With strict orders to stay home and to social distance, the Oregon Cancer Foundation had to rethink how it serves cancer survivors in Lane County. Offering in-person services, including financial assistance and support groups and educational classes was no longer a safe option in the midst of the current health crisis. However, maintaining personal connections during this time of increased isolation has become more important than ever before.

“We realized this is not going to be over in a couple of weeks, and we’re going to need to make some adjustments to the way we do things, so we started problem-solving,” says Amy Johnston, Executive Director for Oregon Cancer Foundation.

A new avenue for connection
The foundation quickly transitioned all of its in-person support groups to an online format, providing a safe way for cancer survivors to continue connecting via their computers, tablets and phones.

“Having cancer is already an isolating experience in and of itself, and then when you are told that you have to stay home, that you can’t go out of your house unless it’s absolutely necessary, that need for connection becomes all the more important,” Amy says.

Participants in OCF’s Breast Cancer Support Group meet on the second Wednesday of the month. The group is designed for anyone diagnosed with breast cancer at any stage of their journey. Those in attendance share practical information and help each other process their feelings and stay positive. The support groups are peer-led by Katie Burke, the foundation’s resource coordinator who is an 11-year breast cancer survivor.

Deena, a regular participant of the group, initially believed she wasn’t the “support group type,” but after finishing treatment, she realized she had things she wanted to talk about with others who were more likely to understand how she was feeling.

“This group has been wonderful,” she says. “They can relate. They’ve been through it. They know what this feels like, and it’s amazing to have that.”

“A multitude of things go through your mind at this time that you have no control over,” says Tish, another participant. “This group is a safe place to talk about things you can’t talk about with your family or things your friends are tired of hearing about.”

Lynn was diagnosed is June 2019 and just finished treatment in January. She says the support group has been an invaluable resource.

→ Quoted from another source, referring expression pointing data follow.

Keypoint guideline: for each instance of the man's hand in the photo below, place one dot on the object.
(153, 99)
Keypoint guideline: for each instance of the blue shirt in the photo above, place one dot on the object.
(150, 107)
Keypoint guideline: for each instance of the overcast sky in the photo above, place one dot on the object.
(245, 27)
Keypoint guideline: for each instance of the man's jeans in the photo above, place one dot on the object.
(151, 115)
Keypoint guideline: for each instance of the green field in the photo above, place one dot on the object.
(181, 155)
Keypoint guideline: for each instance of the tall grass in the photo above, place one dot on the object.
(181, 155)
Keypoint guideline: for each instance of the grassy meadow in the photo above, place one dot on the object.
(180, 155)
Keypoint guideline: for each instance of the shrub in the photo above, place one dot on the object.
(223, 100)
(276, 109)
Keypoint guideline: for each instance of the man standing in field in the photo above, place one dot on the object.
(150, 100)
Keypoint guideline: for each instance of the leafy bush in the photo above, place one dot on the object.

“I had so many questions. I would read, and I would google for information, but these women had the experience,” she says. “They knew when I shaved my head how long it was going to take to grow back. It was great. It’s just good to connect, so that I’m not all by myself around this part of my life.”

Once the social distancing recommendations are lifted, Oregon Cancer Foundation’s in-person support group will resume. The online groups will also continue to provide local cancer survivors more options for connection.

In addition to its monthly support groups, the foundation is now offering “pop-up” support groups. They are held each Tuesday and Thursday at 9 a.m. and noon. These 30-minute events offer survivors a quick face to face check-in, providing a pick-me-up or emotional boost, without having to commit to a longer, monthly group. More information is available on the OCF events calendar.

When is the right time to join a support group?
People join support groups at different stages in their cancer journey. Some feel they need emotional support shortly after diagnosis. Others find a support group beneficial once they’ve started treatment. Some people find support groups helpful once they’ve finished treatment and are coping with survivorship.

A typical support group session lasts 30 to 90 minutes and varies in size.

“I encourage people to attend at least two or three sessions, and at different times throughout their treatment and recovery. It can be beneficial and also change how you view support groups,” says Katie.

By attending multiple sessions, you’ll know if the group is right for you. If it doesn’t feel like a good fit, consider attending a different group.